In recent years, extracorporeal lung assist has become a new therapeutic option in patients suffering from acute respiratory failure. The numbers of patients that have been treated remain relatively low, but are increasing [3]. Respiratory acidosis can become a serious problem during protective ventilation of severe respiratory failure and as in this case, conventional strategies do not always prove effective enough. A pumpless arteriovenous interventional lung assist for extracorporeal carbon dioxide removal has been used increasingly to control critical respiratory situations [4].There is evidence to suggest that the use of devices like the novalung® will permit the reduction of tidal volumes to 3ml/kg and results in a decrease in severe hypercapnia without alveolar collapse or hypoxaemia and also a reduction in serum levels of IL-6 [5]. This will allow the removal of carbon dioxide without the damage caused by mechanical ventilation with high pressures.

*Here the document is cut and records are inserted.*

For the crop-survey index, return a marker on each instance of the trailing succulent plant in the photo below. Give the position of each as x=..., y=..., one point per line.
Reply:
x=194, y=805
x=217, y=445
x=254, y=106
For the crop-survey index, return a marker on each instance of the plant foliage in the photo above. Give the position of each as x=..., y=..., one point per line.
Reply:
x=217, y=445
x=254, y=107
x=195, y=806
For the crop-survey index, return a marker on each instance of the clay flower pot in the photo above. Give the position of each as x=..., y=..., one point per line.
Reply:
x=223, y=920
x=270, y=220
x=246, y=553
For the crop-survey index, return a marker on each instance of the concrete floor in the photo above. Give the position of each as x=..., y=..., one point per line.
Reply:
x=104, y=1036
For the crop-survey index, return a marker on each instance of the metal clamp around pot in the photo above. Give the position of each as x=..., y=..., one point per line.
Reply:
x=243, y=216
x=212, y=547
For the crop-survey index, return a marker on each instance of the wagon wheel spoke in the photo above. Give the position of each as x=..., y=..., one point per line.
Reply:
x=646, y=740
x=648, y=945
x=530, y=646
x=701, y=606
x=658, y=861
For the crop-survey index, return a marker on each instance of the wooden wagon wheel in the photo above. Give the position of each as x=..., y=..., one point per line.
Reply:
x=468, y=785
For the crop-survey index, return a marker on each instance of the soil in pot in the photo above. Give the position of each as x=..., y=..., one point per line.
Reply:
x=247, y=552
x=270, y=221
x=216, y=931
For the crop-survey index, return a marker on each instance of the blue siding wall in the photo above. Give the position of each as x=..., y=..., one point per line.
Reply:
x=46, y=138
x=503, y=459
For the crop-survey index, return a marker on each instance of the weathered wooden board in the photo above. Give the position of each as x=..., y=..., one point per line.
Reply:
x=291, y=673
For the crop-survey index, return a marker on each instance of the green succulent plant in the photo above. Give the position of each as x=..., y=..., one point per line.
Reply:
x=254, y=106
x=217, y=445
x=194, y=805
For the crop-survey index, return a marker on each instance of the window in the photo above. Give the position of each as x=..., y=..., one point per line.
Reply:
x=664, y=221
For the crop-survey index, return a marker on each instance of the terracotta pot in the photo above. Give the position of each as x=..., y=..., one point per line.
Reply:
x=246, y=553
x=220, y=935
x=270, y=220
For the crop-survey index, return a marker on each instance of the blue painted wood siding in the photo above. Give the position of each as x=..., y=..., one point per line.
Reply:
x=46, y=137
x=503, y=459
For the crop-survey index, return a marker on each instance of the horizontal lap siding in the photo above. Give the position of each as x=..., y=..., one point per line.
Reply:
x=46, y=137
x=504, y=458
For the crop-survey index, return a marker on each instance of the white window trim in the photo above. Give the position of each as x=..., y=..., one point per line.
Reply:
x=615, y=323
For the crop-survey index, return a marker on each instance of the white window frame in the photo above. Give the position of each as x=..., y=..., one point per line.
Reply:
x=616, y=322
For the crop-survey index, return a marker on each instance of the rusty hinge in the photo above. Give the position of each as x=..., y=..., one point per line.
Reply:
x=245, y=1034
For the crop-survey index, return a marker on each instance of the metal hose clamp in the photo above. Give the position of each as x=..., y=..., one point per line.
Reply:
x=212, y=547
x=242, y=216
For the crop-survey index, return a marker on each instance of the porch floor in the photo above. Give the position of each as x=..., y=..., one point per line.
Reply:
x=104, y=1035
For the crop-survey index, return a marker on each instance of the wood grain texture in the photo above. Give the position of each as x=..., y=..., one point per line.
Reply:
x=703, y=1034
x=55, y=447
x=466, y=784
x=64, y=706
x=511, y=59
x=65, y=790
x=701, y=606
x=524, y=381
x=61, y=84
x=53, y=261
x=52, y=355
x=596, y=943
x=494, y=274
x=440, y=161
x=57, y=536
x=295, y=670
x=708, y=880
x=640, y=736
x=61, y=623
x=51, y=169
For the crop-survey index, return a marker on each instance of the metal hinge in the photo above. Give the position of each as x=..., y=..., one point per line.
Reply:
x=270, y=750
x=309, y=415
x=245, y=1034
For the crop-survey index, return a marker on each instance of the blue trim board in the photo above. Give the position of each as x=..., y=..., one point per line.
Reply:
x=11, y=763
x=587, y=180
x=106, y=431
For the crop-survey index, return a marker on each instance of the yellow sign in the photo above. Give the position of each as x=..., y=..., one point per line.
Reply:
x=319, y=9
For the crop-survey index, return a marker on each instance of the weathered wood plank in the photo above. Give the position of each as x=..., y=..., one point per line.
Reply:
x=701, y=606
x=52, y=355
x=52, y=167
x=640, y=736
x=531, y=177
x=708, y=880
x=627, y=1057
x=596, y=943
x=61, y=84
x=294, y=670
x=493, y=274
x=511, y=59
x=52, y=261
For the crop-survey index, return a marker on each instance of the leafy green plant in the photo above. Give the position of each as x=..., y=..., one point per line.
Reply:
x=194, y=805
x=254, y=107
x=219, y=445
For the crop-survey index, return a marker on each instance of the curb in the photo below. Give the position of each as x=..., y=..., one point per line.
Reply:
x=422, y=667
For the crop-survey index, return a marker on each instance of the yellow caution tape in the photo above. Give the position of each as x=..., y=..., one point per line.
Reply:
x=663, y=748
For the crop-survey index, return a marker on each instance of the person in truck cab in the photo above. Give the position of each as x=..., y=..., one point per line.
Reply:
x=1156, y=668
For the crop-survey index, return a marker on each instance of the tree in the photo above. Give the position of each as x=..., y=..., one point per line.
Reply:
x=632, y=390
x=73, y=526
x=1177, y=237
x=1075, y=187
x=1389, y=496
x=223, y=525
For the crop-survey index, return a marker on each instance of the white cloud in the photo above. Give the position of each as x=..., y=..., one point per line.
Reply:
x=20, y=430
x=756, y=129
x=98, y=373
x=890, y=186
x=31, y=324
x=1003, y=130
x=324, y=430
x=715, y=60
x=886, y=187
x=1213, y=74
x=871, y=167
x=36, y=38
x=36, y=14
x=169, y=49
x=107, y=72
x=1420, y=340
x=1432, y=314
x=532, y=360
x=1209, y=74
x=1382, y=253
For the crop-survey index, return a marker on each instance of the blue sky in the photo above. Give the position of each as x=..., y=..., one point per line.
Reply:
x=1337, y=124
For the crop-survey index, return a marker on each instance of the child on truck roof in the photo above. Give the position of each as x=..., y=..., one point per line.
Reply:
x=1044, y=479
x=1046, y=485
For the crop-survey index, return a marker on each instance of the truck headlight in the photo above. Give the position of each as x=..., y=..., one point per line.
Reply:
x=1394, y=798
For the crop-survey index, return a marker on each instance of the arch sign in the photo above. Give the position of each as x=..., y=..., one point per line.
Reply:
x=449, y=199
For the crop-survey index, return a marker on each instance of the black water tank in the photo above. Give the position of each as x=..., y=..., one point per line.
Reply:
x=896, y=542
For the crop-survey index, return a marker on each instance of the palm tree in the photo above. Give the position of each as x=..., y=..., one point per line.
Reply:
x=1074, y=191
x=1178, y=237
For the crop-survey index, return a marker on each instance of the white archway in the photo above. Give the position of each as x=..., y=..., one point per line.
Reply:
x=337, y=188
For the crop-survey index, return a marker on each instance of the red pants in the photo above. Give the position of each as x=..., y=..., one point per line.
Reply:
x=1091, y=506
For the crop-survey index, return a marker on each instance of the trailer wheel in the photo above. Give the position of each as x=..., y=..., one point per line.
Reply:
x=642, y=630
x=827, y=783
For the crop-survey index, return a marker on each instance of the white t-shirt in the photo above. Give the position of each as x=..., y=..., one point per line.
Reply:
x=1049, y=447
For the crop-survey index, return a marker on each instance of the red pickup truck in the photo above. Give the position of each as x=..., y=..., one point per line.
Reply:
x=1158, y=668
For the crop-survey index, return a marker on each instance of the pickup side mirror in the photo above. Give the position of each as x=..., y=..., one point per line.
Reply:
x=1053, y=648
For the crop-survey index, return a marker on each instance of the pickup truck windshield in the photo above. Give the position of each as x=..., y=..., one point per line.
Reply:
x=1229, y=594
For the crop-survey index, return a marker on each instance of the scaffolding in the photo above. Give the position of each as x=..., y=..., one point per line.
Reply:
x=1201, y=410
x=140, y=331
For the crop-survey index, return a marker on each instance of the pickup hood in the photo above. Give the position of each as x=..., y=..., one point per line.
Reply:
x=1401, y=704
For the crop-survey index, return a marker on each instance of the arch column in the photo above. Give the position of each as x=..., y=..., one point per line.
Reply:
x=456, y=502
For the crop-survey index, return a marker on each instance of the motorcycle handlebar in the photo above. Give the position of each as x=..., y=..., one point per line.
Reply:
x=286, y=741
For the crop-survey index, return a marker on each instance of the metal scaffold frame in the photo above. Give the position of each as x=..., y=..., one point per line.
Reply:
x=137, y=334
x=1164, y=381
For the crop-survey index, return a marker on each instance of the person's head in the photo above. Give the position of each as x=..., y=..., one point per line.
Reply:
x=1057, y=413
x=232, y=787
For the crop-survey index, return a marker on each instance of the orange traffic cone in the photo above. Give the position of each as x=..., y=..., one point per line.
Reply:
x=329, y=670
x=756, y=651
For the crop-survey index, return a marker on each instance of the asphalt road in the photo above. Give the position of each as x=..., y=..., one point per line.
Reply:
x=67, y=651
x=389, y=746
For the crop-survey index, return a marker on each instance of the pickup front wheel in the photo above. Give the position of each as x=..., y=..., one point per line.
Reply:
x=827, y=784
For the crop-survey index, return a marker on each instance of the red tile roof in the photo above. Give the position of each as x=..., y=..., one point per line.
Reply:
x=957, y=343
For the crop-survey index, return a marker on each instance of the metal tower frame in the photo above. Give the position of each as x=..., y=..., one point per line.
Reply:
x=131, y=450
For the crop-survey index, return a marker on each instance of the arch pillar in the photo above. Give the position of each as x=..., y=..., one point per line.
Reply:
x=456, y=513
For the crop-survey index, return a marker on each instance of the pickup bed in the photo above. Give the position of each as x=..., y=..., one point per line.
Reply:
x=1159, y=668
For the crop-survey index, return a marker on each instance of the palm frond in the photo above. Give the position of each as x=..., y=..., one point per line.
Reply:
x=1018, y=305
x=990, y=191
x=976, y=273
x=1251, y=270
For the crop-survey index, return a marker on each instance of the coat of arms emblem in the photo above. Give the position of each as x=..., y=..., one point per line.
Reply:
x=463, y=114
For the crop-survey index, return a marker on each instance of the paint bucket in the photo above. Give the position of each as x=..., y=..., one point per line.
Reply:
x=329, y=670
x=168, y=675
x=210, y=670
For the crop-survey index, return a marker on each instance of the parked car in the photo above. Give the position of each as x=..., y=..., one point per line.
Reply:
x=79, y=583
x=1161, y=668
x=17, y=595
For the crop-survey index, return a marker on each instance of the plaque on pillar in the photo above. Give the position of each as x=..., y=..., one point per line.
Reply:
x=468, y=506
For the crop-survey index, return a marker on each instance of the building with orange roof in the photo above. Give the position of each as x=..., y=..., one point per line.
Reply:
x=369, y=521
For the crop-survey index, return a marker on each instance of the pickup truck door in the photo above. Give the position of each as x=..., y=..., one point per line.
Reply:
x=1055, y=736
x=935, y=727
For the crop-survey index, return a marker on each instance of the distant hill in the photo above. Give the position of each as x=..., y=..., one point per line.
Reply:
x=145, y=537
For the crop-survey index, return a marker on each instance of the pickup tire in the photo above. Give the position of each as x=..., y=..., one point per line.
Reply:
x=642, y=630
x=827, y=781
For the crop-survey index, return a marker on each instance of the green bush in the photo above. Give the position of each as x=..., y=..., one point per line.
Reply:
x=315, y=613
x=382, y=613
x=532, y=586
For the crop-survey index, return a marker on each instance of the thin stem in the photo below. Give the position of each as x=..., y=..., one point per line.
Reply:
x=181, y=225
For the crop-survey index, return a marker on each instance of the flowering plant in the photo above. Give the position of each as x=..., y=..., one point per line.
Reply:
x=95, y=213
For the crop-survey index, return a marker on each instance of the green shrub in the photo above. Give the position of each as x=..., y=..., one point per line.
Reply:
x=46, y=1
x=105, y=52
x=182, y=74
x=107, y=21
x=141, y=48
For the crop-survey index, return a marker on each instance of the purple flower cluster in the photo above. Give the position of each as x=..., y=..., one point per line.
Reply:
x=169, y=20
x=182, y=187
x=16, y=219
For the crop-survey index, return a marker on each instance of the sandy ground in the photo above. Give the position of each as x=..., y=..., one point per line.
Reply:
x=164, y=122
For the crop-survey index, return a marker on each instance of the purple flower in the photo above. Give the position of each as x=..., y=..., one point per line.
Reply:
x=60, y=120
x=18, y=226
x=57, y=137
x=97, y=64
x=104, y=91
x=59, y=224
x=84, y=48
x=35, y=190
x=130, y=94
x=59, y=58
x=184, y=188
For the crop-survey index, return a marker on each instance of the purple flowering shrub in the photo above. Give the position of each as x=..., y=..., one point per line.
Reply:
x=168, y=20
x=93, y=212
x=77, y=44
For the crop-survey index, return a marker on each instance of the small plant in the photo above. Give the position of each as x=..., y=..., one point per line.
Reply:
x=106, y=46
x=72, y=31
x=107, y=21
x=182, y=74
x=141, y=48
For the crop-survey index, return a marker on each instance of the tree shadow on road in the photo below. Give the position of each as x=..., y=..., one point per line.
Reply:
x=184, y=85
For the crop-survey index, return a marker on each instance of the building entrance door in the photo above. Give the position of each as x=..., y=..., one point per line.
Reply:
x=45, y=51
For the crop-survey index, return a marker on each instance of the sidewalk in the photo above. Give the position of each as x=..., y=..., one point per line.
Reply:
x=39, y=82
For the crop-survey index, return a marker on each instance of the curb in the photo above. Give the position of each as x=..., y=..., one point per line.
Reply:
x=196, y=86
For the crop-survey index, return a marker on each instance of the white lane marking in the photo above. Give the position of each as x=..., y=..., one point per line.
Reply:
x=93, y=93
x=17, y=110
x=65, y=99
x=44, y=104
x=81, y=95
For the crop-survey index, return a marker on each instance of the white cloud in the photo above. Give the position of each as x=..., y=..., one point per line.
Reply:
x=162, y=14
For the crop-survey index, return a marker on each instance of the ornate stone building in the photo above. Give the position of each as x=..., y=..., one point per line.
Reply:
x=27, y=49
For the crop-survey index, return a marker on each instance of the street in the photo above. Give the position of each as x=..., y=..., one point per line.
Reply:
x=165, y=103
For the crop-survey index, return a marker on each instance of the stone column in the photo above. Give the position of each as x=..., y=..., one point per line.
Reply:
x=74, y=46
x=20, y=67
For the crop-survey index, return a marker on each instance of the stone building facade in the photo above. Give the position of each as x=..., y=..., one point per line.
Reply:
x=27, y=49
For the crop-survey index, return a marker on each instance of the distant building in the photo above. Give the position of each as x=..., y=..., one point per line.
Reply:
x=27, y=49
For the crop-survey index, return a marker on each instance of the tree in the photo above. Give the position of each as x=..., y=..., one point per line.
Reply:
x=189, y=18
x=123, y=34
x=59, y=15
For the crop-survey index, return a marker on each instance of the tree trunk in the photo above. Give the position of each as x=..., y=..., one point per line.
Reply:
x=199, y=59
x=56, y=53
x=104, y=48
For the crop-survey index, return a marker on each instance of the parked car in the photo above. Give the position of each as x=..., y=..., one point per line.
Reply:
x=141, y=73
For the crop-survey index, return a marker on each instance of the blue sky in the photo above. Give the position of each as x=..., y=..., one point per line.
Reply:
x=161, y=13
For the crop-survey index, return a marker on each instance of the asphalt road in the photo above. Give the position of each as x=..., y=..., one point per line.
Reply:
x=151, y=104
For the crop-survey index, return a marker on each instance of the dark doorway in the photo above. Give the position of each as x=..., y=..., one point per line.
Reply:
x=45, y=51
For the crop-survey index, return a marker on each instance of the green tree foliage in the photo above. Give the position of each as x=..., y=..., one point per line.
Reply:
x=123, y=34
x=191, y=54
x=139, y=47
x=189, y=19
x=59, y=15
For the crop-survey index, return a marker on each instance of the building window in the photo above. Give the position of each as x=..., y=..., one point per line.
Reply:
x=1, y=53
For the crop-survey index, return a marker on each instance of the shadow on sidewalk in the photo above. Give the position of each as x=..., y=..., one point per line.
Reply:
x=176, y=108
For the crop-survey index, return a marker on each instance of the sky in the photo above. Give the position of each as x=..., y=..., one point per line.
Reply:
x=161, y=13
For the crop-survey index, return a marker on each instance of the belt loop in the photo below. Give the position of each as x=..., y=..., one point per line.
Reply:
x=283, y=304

Numerous studies have suggested that pumpless arteriovenous interventional lung assist devices might provide a sufficient rescue measure with severe acute respiratory distress syndrome and persistent hypoxia/hypercapnia. A study of ninety patients [6] in Germany showed a prompt and marked reduction in hypercapnia within two hours of using such a device and stated that it is not only an effective means of eliminating carbon dioxide, it improved oxygenation, had easy handling properties and was of low cost.


Lessons Learnt:

Use of a pumpless arteriovenous interventional lung assist device could be considered in patients who show signs of not tolerating the conventional ventilatory techniques with severe lung pathology. Early consideration could limit the damage from barotrauma. It must also be remembered that there are also significant implications of using this technique. A large bore femoral arterial line and a cvc line must be sited and in critically unwell patients this is not an insignificant risk.


References:

  1. Mackay A, Al-Haddad M. Acute lung injury and acute respiratory distress syndrome. Contin Educ Anaesth Crit Care Pain (2009) 9 (5): 152-156.
  2. The Acute Respiratory Distress Syndrome Network. Ventilation with lower tidal volumes as compared with traditional tidal volumes for acute lung injury and the acute respiratory distress syndrome. N Engl J Med 2000;342:1301-8.
  3. Marc-Alexander von Mach, Joachim Kaes, Babatunde Omogbehin, Ingo Sagoschen, Jascha Wiechelt, Kristina Kaiser, Oliver Sauer, Ludwig Sacha Weilemann. An Update on Interventional Lung Assist Devices and Their Role in Acute Respiratory Distress Syndrome. Lung (2006) 184:169–175
  4. Muller T et al Extracorporeal pumpless interventional lung assist in clinical practice: determinants of efficacy. Eur Respir J. 2009 Mar;33(3):551-8.
  5. Bein T, Zimmermann M, Hergeth K, Ramming M, Rupprecht L, Schlitt HJ, Slutsky AS. Pumpless extracorporeal removal of carbon dioxide combined with ventilation using low volume and high positive end-expiratory pressure in a patient with severe ARDS. Anesthesia, 2009, 64: 195-8
  6. Bein T, Weber F, Philipp A. A new pumpless extracorporeal interventional lung assist in critical hypoxemia/hypercapnia. Crit Care Med 2006 May;34(5):1372-7.